Страница 6 из 7
– Ты знал вчера, что я его дочь? И тебя… тебя это развлекло, не так ли? Ведь этим самым ты нанес ему еще один удар.
– Я не знал, что ты дочь Мансини, иначе и не прикоснулся бы к тебе. Я вообще не желаю иметь с ним ничего общего – ни с кем из вашей семейки.
Холодный его тон заставил девушку вздрогнуть.
– Почему? Что мой отец сделал тебе?
– Сейчас это не важно.
– Отлично. Тогда нам не о чем говорить! – воскликнула Аллегра, твердо решив вычеркнуть Рафаэля Витали из своей памяти.
– Напротив. Мы не пользовались противозачаточными.
Четыре простых слова заставили ее замереть в ужасе и облизнуть пересохшие от страха губы. Эта мысль не пришла ей в голову, и сейчас Аллегра готова была умереть от стыда за собственную беспечность и наивность.
– Если окажется, что ты беременна, – совершенно спокойно продолжил Рафаэль, – тогда тебе придется мне сказать.
– Зачем? – спросила Аллегра. – Ты же не хотел иметь со мной ничего общего. Так зачем тебе мой ребенок?

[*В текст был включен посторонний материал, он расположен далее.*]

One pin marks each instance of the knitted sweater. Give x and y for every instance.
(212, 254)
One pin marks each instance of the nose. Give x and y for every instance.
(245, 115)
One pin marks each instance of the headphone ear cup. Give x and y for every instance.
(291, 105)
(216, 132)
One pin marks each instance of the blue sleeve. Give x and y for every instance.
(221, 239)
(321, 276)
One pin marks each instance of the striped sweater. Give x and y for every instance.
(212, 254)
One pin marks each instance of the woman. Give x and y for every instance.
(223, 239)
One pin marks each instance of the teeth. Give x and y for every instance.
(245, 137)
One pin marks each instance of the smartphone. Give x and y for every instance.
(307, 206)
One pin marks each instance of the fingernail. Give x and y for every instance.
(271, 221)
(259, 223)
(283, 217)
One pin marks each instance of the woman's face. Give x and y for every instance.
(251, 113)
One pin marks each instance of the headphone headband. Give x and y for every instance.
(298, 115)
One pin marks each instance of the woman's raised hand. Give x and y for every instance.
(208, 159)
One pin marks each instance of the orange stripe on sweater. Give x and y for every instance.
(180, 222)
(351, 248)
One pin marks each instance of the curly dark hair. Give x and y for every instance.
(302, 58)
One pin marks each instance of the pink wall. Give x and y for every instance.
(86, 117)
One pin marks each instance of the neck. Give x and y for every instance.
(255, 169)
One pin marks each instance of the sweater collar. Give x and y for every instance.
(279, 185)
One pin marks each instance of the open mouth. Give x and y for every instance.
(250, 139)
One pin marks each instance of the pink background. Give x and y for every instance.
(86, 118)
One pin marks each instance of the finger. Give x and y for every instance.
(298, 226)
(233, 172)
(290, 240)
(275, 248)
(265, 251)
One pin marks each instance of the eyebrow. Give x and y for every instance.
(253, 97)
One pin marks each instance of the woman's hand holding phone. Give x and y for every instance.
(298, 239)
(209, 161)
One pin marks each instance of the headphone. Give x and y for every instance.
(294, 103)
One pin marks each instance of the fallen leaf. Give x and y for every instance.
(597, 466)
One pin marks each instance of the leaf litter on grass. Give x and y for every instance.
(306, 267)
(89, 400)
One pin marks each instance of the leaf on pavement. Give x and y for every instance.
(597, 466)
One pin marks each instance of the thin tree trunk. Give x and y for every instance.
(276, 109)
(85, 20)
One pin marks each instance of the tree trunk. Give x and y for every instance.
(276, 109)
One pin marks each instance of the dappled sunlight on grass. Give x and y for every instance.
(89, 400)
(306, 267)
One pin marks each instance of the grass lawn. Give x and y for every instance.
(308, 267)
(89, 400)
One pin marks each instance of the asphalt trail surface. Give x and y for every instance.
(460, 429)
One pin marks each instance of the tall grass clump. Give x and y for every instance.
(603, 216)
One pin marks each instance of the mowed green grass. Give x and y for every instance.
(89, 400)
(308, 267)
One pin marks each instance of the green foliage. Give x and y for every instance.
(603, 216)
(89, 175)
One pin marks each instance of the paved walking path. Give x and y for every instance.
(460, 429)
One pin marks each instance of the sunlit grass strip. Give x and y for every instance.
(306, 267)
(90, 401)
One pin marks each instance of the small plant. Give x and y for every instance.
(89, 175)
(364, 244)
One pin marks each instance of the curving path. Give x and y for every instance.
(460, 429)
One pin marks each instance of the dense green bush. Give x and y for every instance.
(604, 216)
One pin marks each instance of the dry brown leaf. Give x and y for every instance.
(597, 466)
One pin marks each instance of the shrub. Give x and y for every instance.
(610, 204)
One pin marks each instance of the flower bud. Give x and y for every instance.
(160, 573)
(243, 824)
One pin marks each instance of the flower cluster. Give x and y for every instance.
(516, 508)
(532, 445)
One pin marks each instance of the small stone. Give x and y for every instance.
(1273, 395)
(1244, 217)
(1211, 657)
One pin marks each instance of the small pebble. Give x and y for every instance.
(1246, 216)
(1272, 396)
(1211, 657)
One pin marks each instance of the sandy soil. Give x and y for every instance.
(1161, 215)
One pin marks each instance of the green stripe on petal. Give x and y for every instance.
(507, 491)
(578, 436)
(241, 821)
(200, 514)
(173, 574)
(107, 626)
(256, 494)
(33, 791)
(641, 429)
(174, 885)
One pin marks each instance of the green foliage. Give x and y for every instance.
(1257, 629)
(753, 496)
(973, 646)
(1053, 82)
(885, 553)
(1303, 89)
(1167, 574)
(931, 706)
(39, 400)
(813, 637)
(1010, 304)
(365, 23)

– Наш ребенок, – быстро поправил Рафаэль, передавая ей свою визитку. – Разумеется, я надеюсь на лучшее. Но если уж все окажется иначе, знай, что я человек чести. Я не оставляю на произвол судьбы то, что принадлежит мне.
«Надеюсь на лучшее» – то есть на то, что им не придется встречаться больше никогда. Аллегре хотелось порвать визитку на мелкие клочки, но это было слишком по-детски, так что она зажала карточку в кулаке.
– Я не желаю больше разговаривать с тобой.
– Я серьезно, Аллегра.
– И я тоже, – прошипела она, бросаясь бежать по лестнице.
Вернувшись к себе, все еще дрожа от перепалки, Аллегра наконец открыла письмо отца.
«Дорогая Аллегра! Прости старику ошибки, которые он совершал из страха и горя. Я больше заботился о своей репутации, чем о твоей любви, и об этом всегда буду жалеть.
Твоя мать очень любила это ожерелье, но оно твое по праву. Сохрани его для себя и не показывай ей. Я не ожидаю, что ты меня поймешь и уж тем более простишь.
Твой папа».
Перечитывая письмо снова и снова, Аллегра плакала. Что отец имел в виду под словами «заботился больше о своей репутации»? Письмо не прояснило ситуацию, а лишь сильнее все запутало.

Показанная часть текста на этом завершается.